The downfall of communism had a terrible effect in Yugoslavia, where nationalist leaders seized the chance to stir up political unrest and war: some of the young independent nations there are still recovering. For the most part, however, the end of the Cold War has brought a sense of peace to Europe. A sense of cooperation is proving slightly trickier to locate. The EU was formed in 1957 as a trade alliance and has developed fitfully into a political entity since. At this stage, while 16 members have adopted a common currency, governments are having difficulty pushing through the European Constitution needed.
Europe can be divided into four major physical regions, running from north to south: Western Uplands, North European Plain, Central Uplands, and Alpine Mountains.
The Western Uplands, also known as the Northern Highlands, curve up the western edge of Europe and define the physical landscape of Scandinavia (Norway, Sweden, and Denmark), Finland, Iceland, Scotland, Ireland, the Brittany region of France, Spain, and Portugal.
The Western Uplands is defined by hard, ancient rock that was shaped by glaciation. Glaciation is the process of land being transformed by glaciers or ice sheets. As glaciers receded from the area, they left a number of distinct physical features, including abundant marshlands, lakes, and fjords. A fjord is a long and narrow inlet of the sea that is surrounded by high, rugged cliffs. Many of Europe’s fjords are located in Iceland and Scandinavia.
North European Plain
The North European Plain extends from the southern United Kingdom east to Russia. It includes parts of France, Belgium, the Netherlands, Germany, Denmark, Poland, the Baltic states (Estonia, Latvia, and Lithuania), and Belarus.
Most of the Great European Plain lies below 152 meters (500 feet) in elevation. It is home to many navigable rivers, including the Rhine, Weser, Elbe, Oder, and Vistula. The climate supports a wide variety of seasonal crops. These physical features allowed for early communication, travel, and agricultural development. The North European Plain remains the most densely populated region of Europe.

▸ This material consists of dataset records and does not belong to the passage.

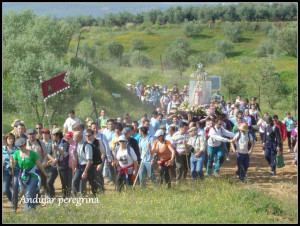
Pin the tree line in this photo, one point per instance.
(206, 13)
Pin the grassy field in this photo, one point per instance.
(108, 77)
(216, 200)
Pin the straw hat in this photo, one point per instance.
(15, 121)
(243, 127)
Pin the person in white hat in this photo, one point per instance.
(166, 156)
(126, 160)
(197, 146)
(244, 148)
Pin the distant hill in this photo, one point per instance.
(95, 9)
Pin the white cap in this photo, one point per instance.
(159, 133)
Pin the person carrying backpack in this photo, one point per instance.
(197, 145)
(242, 150)
(214, 146)
(97, 159)
(126, 160)
(271, 142)
(289, 121)
(84, 170)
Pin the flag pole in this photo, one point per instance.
(46, 109)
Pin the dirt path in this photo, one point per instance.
(258, 176)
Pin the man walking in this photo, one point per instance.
(216, 134)
(179, 141)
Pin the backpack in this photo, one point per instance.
(207, 132)
(239, 136)
(96, 151)
(117, 148)
(38, 140)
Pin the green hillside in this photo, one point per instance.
(108, 77)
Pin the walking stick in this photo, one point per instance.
(13, 181)
(140, 168)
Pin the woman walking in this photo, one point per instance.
(127, 160)
(10, 175)
(166, 156)
(61, 149)
(30, 167)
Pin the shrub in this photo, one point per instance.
(265, 48)
(224, 46)
(125, 61)
(233, 31)
(266, 27)
(139, 59)
(114, 49)
(192, 28)
(214, 57)
(136, 44)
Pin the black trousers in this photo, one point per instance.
(52, 171)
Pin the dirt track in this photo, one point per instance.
(258, 176)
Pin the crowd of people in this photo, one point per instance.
(124, 150)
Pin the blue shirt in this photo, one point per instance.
(6, 156)
(137, 136)
(289, 123)
(143, 145)
(233, 120)
(155, 124)
(109, 135)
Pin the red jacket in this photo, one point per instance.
(282, 129)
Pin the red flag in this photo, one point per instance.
(54, 85)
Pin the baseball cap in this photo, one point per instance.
(126, 130)
(159, 133)
(193, 129)
(122, 138)
(68, 134)
(45, 131)
(31, 131)
(56, 130)
(20, 142)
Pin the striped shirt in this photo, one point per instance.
(178, 142)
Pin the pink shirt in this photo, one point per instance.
(71, 148)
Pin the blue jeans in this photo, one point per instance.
(146, 168)
(69, 178)
(197, 166)
(212, 151)
(8, 190)
(270, 154)
(52, 172)
(243, 165)
(91, 177)
(108, 170)
(30, 193)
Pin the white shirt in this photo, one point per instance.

The Central Uplands extend east-west across central Europe and include western France and Belgium, southern Germany, the Czech Republic, and parts of northern Switzerland and Austria.
The Central Uplands are lower in altitude and less rugged than the Alpine region and are heavily wooded. Important highlands in this region include the Massif Central and the Vosges in France, the Ardennes of Belgium, the Black Forest and the Taunus in Germany, and the Ore and Sudeten in the Czech Republic. This region is sparsely populated except in the Rhine, Rhne, Elbe, and Danube river valleys.
The Alpine Mountains include ranges in the Italian and Balkan peninsulas, northern Spain, and southern France. The region includes the mountains of the Alps, Pyrenees, Apennines, Dinaric Alps, Balkans, and Carpathians.
High elevations, rugged plateau’, and steeply sloping land define the region. Europe’s highest peak, Mount Elbrus (5,642 meters/18,510 feet), is in the Caucasus mountains of Russia. The Alpine region also includes active volcanoes, such as Mount Etna and Mount Vesuvius in Italy.